Thousands of companies in 95 countries use GetThere. In 2012, GetThere managed $9.6 billion in online corporate spend. Each month, 5 million unique users visit GetThere to shop and book a business trip or meeting.

GetThere has SaaS-based architecture and is a global tool available in 16 languages. GetThere offers more than 3,000 configurable site options.

GetThere serves thousands of large multinational and mid-size corporations. From 2000–2016, a GetThere customer was recognized with one of the Business Travel News Travel Manager of the Year or Best Practitioner awards.

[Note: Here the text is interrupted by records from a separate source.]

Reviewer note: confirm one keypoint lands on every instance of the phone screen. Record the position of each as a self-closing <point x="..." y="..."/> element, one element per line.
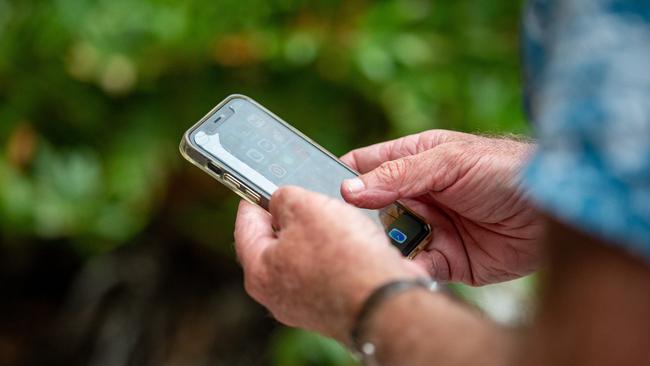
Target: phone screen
<point x="267" y="153"/>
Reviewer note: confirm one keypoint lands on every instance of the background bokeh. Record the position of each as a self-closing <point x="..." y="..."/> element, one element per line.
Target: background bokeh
<point x="115" y="251"/>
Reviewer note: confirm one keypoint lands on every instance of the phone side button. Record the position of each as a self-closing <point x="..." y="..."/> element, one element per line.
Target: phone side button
<point x="231" y="182"/>
<point x="252" y="195"/>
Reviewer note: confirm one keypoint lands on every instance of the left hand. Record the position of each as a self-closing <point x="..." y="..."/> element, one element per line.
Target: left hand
<point x="319" y="266"/>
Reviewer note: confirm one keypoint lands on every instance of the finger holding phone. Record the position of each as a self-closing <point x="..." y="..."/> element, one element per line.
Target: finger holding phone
<point x="467" y="187"/>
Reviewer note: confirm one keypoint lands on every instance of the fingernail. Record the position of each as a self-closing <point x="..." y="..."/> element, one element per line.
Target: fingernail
<point x="354" y="185"/>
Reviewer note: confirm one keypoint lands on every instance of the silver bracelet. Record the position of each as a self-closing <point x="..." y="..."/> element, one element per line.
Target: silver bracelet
<point x="365" y="351"/>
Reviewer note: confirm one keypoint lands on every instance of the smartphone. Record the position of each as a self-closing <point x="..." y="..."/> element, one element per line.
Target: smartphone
<point x="253" y="152"/>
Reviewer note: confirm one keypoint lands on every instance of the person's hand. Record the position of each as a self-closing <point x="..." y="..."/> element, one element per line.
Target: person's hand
<point x="467" y="188"/>
<point x="322" y="262"/>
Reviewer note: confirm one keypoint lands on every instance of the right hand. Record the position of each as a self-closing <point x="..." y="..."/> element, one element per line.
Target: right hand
<point x="467" y="188"/>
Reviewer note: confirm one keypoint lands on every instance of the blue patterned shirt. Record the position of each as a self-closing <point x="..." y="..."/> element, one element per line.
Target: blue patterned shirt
<point x="588" y="94"/>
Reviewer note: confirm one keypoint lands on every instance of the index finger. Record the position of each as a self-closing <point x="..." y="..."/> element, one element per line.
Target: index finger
<point x="253" y="233"/>
<point x="370" y="157"/>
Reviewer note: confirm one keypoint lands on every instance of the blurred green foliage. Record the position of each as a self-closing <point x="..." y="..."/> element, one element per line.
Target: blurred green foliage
<point x="94" y="96"/>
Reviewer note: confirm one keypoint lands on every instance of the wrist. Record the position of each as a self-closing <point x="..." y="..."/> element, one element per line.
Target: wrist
<point x="379" y="298"/>
<point x="360" y="293"/>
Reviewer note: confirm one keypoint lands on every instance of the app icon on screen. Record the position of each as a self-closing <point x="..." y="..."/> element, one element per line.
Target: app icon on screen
<point x="266" y="145"/>
<point x="397" y="235"/>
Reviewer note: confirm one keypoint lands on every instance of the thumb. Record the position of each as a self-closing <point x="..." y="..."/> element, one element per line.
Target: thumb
<point x="411" y="176"/>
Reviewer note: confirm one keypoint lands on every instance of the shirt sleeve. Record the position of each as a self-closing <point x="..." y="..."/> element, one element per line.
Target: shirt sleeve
<point x="589" y="98"/>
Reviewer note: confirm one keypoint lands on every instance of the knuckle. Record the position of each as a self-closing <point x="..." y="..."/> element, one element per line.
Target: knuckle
<point x="392" y="171"/>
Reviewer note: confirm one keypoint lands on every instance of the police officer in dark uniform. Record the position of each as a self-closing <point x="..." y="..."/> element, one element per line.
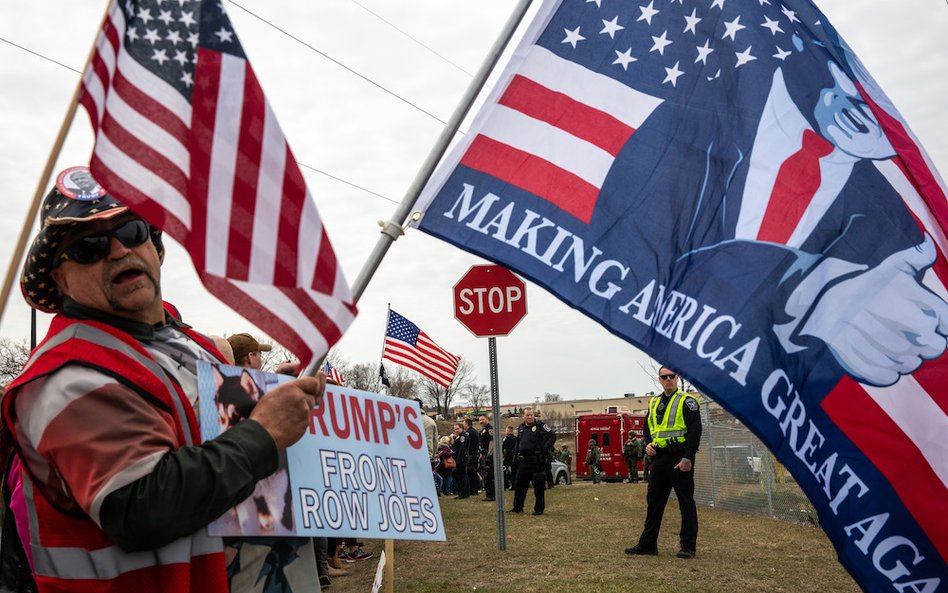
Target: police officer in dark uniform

In 2012, GetThere announced two new lines of business: Global Specialty Services, which includes benchmarking for corporate travel and procurement programs, and Sabre Virtual Meetings, a global reservation system for booking and scheduling public and corporate-owned high-definition video conferencing rooms.

Products 
GetThere's on-demand software as a service (SaaS) solutions include:

 GetThere: web and mobile solutions for corporate travel management. It includes corporate travel booking and reporting.
 GetThere Mobile for smartphones: mobile web application to check itinerary, book hotels, and book airfare.